Piel was convicted 13 years ago of striking a prisoner, although a judge later expunged the record at Piel’s request. Piel said he was arguing with the prisoner, who raised his hands to his mouth.
Piel, thinking it was a punch, said he elbowed the prisoner once in the chest. He said he shouldn’t have gotten that close to the prisoner.
As for the warrant, Piel said that 17 years ago a friend asked if he was “wanted” for not attending Navy reserve meetings. Piel came up with a “hold and notify” order. Instead of arresting his friend, Piel turned him and the order over to an attorney. He was charged with two misdemeanors for not making an arrest. He said he was later acquitted.
The Democratic candidate, Jeff Crouch, is a 32-year-old Connecticut native with two associate’s degrees, a bachelor’s degree in justice and law administration, and a master’s in public administration from the University of Idaho. He’s worked as a probation aide, Air Force “law enforcement specialist,” and part-time staff sergeant in the Air National Guard. The son of a longtime Connecticut cop, Crouch has been a Moscow police officer since 1993.
He’s raised and spent about $3,000 on the race.
“I was embarrassed by what was going on at the sheriff’s office,” he said. “I felt I had a lot to offer with my education and my law enforcement experience.”
If elected, Crouch said, he would eliminate political appointments in favor of merit. He would push for better 911 services for the county’s rural areas and assign a deputy full time to area schools.
He said he would make sure the best cars, radios and other gear are assigned to street officers, not department brass. He also said he would rejoin the local Quad Cities Drug Task Force, which Overstreet pulled out of.
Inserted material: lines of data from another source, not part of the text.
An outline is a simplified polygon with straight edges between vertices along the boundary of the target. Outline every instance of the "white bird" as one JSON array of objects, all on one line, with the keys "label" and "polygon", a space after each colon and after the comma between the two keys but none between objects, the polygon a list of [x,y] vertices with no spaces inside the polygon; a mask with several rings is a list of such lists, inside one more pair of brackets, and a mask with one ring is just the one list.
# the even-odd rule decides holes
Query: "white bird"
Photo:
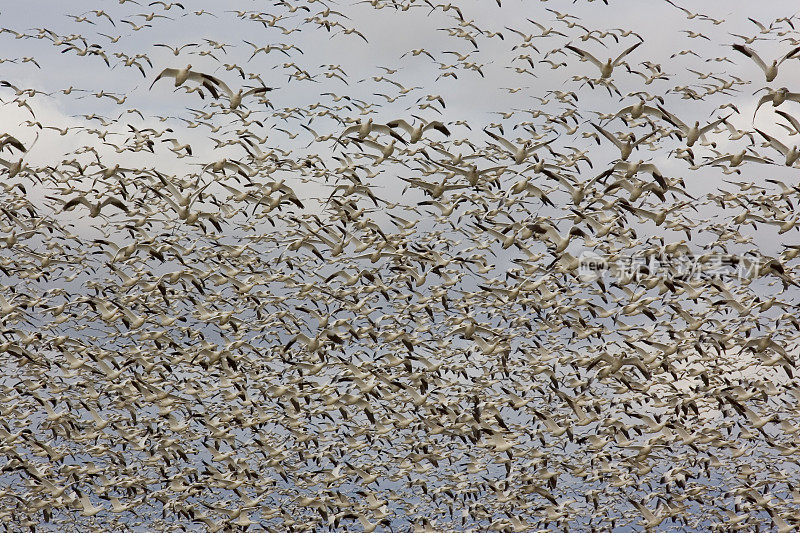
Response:
[{"label": "white bird", "polygon": [[[220,89],[222,89],[222,92],[224,92],[228,96],[228,100],[230,102],[229,104],[230,109],[237,109],[242,104],[242,99],[245,96],[249,96],[251,94],[263,95],[269,91],[274,90],[273,87],[261,86],[261,87],[251,87],[248,88],[247,90],[239,89],[238,91],[233,92],[233,90],[230,87],[228,87],[228,85],[225,82],[221,80],[216,80],[216,82],[217,86]],[[214,95],[213,91],[211,91],[211,94]]]},{"label": "white bird", "polygon": [[750,47],[747,47],[743,44],[734,44],[733,49],[752,59],[755,64],[764,71],[764,76],[767,78],[767,81],[772,81],[778,76],[778,66],[780,66],[781,63],[787,59],[793,58],[797,52],[800,52],[800,46],[792,48],[789,50],[789,52],[781,56],[780,59],[774,59],[772,63],[767,65],[764,60],[761,59],[761,57],[755,52],[755,50]]},{"label": "white bird", "polygon": [[789,131],[789,135],[797,135],[800,134],[800,121],[794,118],[792,115],[785,111],[781,111],[780,109],[776,109],[775,113],[779,114],[783,118],[785,118],[789,124],[792,126],[793,129],[789,129],[788,126],[785,124],[778,124],[779,126],[783,126],[786,130]]},{"label": "white bird", "polygon": [[800,93],[793,93],[786,87],[781,87],[780,89],[776,89],[774,91],[772,89],[767,89],[767,91],[767,94],[759,99],[758,105],[756,105],[756,110],[753,112],[753,119],[756,118],[758,109],[767,102],[772,102],[772,107],[778,107],[787,100],[800,102]]},{"label": "white bird", "polygon": [[200,83],[200,85],[208,89],[214,98],[218,98],[219,93],[217,92],[217,87],[222,84],[222,81],[214,76],[203,74],[202,72],[196,72],[191,69],[192,65],[186,65],[184,68],[179,69],[165,68],[158,76],[156,76],[156,79],[154,79],[153,83],[150,84],[150,88],[152,89],[153,85],[155,85],[156,82],[161,78],[174,78],[175,87],[180,87],[187,81],[192,80]]},{"label": "white bird", "polygon": [[594,129],[599,131],[600,134],[603,135],[603,137],[614,143],[614,146],[616,146],[619,149],[620,153],[619,158],[622,160],[628,159],[628,157],[630,157],[631,153],[633,152],[634,148],[637,148],[641,143],[643,143],[644,141],[646,141],[647,139],[656,134],[656,131],[653,130],[644,137],[637,140],[636,135],[634,135],[633,133],[628,133],[628,135],[626,136],[627,140],[625,142],[622,142],[619,139],[617,139],[616,135],[610,133],[609,131],[606,131],[597,124],[592,123],[592,126],[594,126]]},{"label": "white bird", "polygon": [[553,141],[555,141],[555,139],[550,139],[549,141],[540,142],[532,145],[531,144],[532,141],[528,139],[525,142],[523,142],[522,145],[518,146],[504,139],[503,137],[497,135],[496,133],[492,133],[491,131],[486,129],[483,131],[486,133],[486,135],[488,135],[495,141],[502,144],[503,147],[510,152],[511,157],[514,159],[514,163],[516,163],[517,165],[521,165],[522,163],[524,163],[528,159],[528,157],[539,148],[547,146]]},{"label": "white bird", "polygon": [[637,502],[636,500],[631,500],[631,503],[636,507],[640,513],[642,513],[642,518],[644,518],[644,522],[642,525],[646,529],[652,529],[654,527],[658,527],[661,522],[664,521],[664,516],[656,516],[653,512],[648,509],[645,505]]},{"label": "white bird", "polygon": [[789,148],[778,139],[773,137],[772,135],[768,135],[761,131],[760,129],[756,128],[756,131],[764,137],[767,142],[769,142],[770,146],[775,148],[779,151],[785,158],[786,158],[786,166],[791,167],[794,165],[795,161],[797,161],[798,157],[800,157],[800,150],[798,150],[797,145],[792,146]]},{"label": "white bird", "polygon": [[70,201],[68,201],[67,203],[64,204],[64,207],[62,208],[62,211],[68,211],[69,209],[72,209],[73,207],[75,207],[78,204],[83,204],[83,205],[85,205],[86,207],[89,208],[89,216],[90,217],[99,216],[100,215],[100,210],[103,209],[107,205],[113,205],[114,207],[116,207],[118,209],[121,209],[125,213],[129,212],[128,211],[128,206],[126,206],[125,204],[122,203],[122,201],[114,198],[113,196],[108,196],[103,201],[96,202],[96,203],[90,202],[89,200],[86,199],[85,196],[76,196],[75,198],[73,198],[72,200],[70,200]]},{"label": "white bird", "polygon": [[638,103],[631,104],[627,107],[623,107],[615,116],[619,117],[622,115],[630,114],[631,118],[641,118],[643,115],[653,115],[654,117],[662,118],[664,115],[656,109],[655,107],[650,107],[645,103],[644,100],[640,99]]},{"label": "white bird", "polygon": [[386,124],[376,124],[375,122],[372,121],[371,118],[367,119],[366,121],[362,120],[361,122],[359,122],[357,124],[353,124],[352,126],[348,126],[347,128],[345,128],[345,130],[342,132],[342,134],[339,135],[339,139],[341,139],[342,137],[347,137],[351,133],[356,133],[358,135],[359,139],[366,139],[367,135],[369,135],[370,133],[373,133],[373,132],[386,133],[386,134],[391,135],[392,137],[394,137],[394,138],[396,138],[396,139],[398,139],[398,140],[400,140],[402,142],[405,142],[405,140],[402,137],[400,137],[388,125],[386,125]]},{"label": "white bird", "polygon": [[772,161],[764,157],[748,154],[747,149],[744,149],[741,152],[737,152],[735,154],[725,154],[723,156],[714,158],[711,161],[707,162],[706,165],[719,165],[720,163],[725,163],[726,161],[728,162],[729,167],[738,167],[745,161],[750,161],[752,163],[768,163],[768,164],[772,163]]},{"label": "white bird", "polygon": [[420,123],[417,124],[416,126],[412,126],[402,118],[399,118],[397,120],[387,122],[386,125],[389,126],[390,128],[403,128],[404,130],[406,130],[406,132],[411,136],[411,138],[408,141],[409,144],[414,144],[418,142],[420,139],[422,139],[422,134],[428,131],[429,129],[435,129],[436,131],[448,137],[450,136],[450,130],[448,130],[447,127],[438,120],[434,120],[432,122],[420,121]]},{"label": "white bird", "polygon": [[730,118],[730,115],[724,118],[718,118],[714,122],[706,124],[703,127],[700,127],[700,121],[696,120],[694,122],[694,126],[687,126],[686,124],[684,124],[682,120],[680,120],[678,117],[676,117],[663,107],[659,106],[658,108],[661,110],[662,113],[664,113],[664,119],[680,130],[680,135],[686,141],[686,146],[694,146],[694,143],[696,143],[698,139],[705,142],[706,133],[713,130],[719,124],[725,122]]},{"label": "white bird", "polygon": [[92,505],[91,500],[89,500],[89,496],[86,494],[82,494],[80,497],[81,502],[81,515],[83,516],[94,516],[97,513],[104,511],[105,507],[102,505],[94,506]]},{"label": "white bird", "polygon": [[638,46],[640,46],[641,44],[642,44],[642,41],[639,41],[638,43],[634,44],[633,46],[630,46],[630,47],[626,48],[620,55],[617,56],[616,59],[608,58],[608,60],[605,63],[603,63],[602,61],[600,61],[599,59],[594,57],[592,54],[590,54],[586,50],[581,50],[580,48],[578,48],[576,46],[572,46],[571,44],[566,45],[565,48],[567,48],[569,50],[572,50],[573,52],[575,52],[576,54],[578,54],[579,56],[581,56],[585,60],[587,60],[590,63],[593,63],[595,66],[597,66],[597,68],[600,69],[600,77],[601,78],[610,78],[611,77],[611,73],[614,72],[614,67],[618,67],[622,63],[622,60],[625,58],[625,56],[627,56],[628,54],[630,54],[631,52],[636,50],[636,48]]}]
Arguably the most damning accusations about Crouch are that he sprayed pepper spray on police department toilet seats and that he used Moscow police computers to check a primary opponent’s background.
He wouldn’t comment on the computer incident, saying Police Chief Dan Weaver told him not to.
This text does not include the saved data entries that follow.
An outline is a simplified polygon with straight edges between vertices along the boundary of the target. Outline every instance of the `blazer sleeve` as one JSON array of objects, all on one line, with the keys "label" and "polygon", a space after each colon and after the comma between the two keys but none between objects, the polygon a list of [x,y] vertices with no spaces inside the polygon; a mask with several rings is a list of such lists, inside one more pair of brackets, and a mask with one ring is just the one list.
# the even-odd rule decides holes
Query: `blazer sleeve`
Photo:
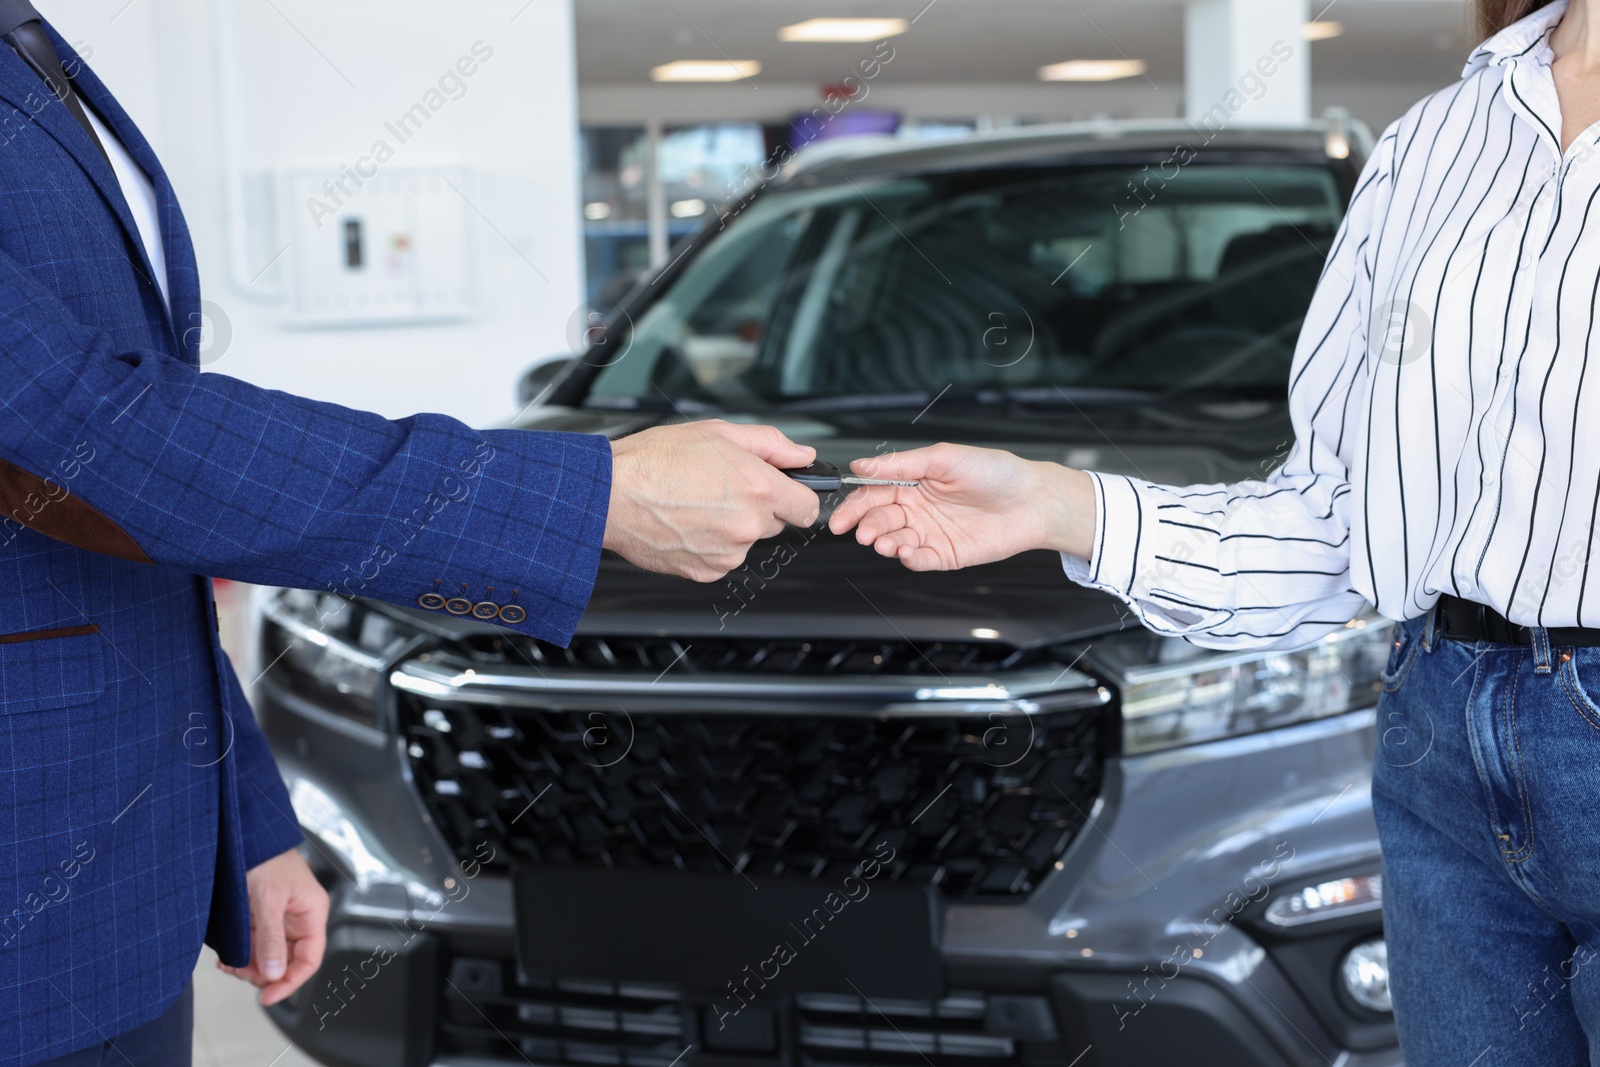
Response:
[{"label": "blazer sleeve", "polygon": [[1354,405],[1373,314],[1369,237],[1389,202],[1398,126],[1362,169],[1301,326],[1283,465],[1264,480],[1186,487],[1090,472],[1094,552],[1063,555],[1067,576],[1152,630],[1212,648],[1294,648],[1367,607],[1350,575]]},{"label": "blazer sleeve", "polygon": [[603,437],[390,421],[121,350],[3,254],[0,410],[13,533],[261,585],[509,605],[497,624],[563,645],[588,604]]},{"label": "blazer sleeve", "polygon": [[[230,683],[237,686],[237,681]],[[233,760],[238,774],[240,844],[245,870],[297,848],[305,840],[289,790],[267,738],[239,694],[232,703]]]}]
As for the pepper spray, he admitted that he did it.
“Yes I did - in response to a series of practical jokes that had been played on me,” he said, adding that no one was seriously hurt.
“Hindsight being 20-20, would I do that again? No,” Crouch said. “I haven’t played a practical joke since.”
Crouch has also been tainted by the alleged actions of two supporters, Val Barber and Brian Claypool. Crouch reprinted some of his campaign literature, removing their names.
Up until a few weeks ago, Barber was a Moscow police detective and member of the Quad Cities Drug Task Force. During the campaign, he allegedly wrote letters to the editors of local papers using a fake name. The name was “Lance Barr,” the same name used by the task force to make undercover drug buys.
Piel said he filed a complaint with the Moscow Police Department about Barber’s writing the letters.
“I don’t believe there’s any doubt (that the letters were written by Barber),” said Steve Tomson, Whitman County sheriff and director of the task force.
Barber was fired a few weeks ago. Chief Weaver wouldn’t discuss the specifics of the case, but said the firing wasn’t because of the letter. Barber, who couldn’t be reached for comment, is appealing the firing.
Police have said the use of the undercover name doesn’t appear to have jeopardized any ongoing investigations.
Claypool was a Republican candidate for sheriff, losing to Piel in the primary. In early October, Claypool allegedly sent anonymous mail critical of Piel.
But under a rarely used Idaho election law, anonymous political mail is illegal, according to Latah County Prosecutor William Thompson. The law doesn’t limit what a person says, but requires that the sender be identified, he said.
“It’s kind of a public accountability thing,” Thompson said. “The idea is to make sure the political process is open and forthright.”
The investigation into the anonymous letters is still going on, Thompson said. But Crouch said he confronted Claypool, who admitted mailing them.
Claypool couldn’t be reached for comment.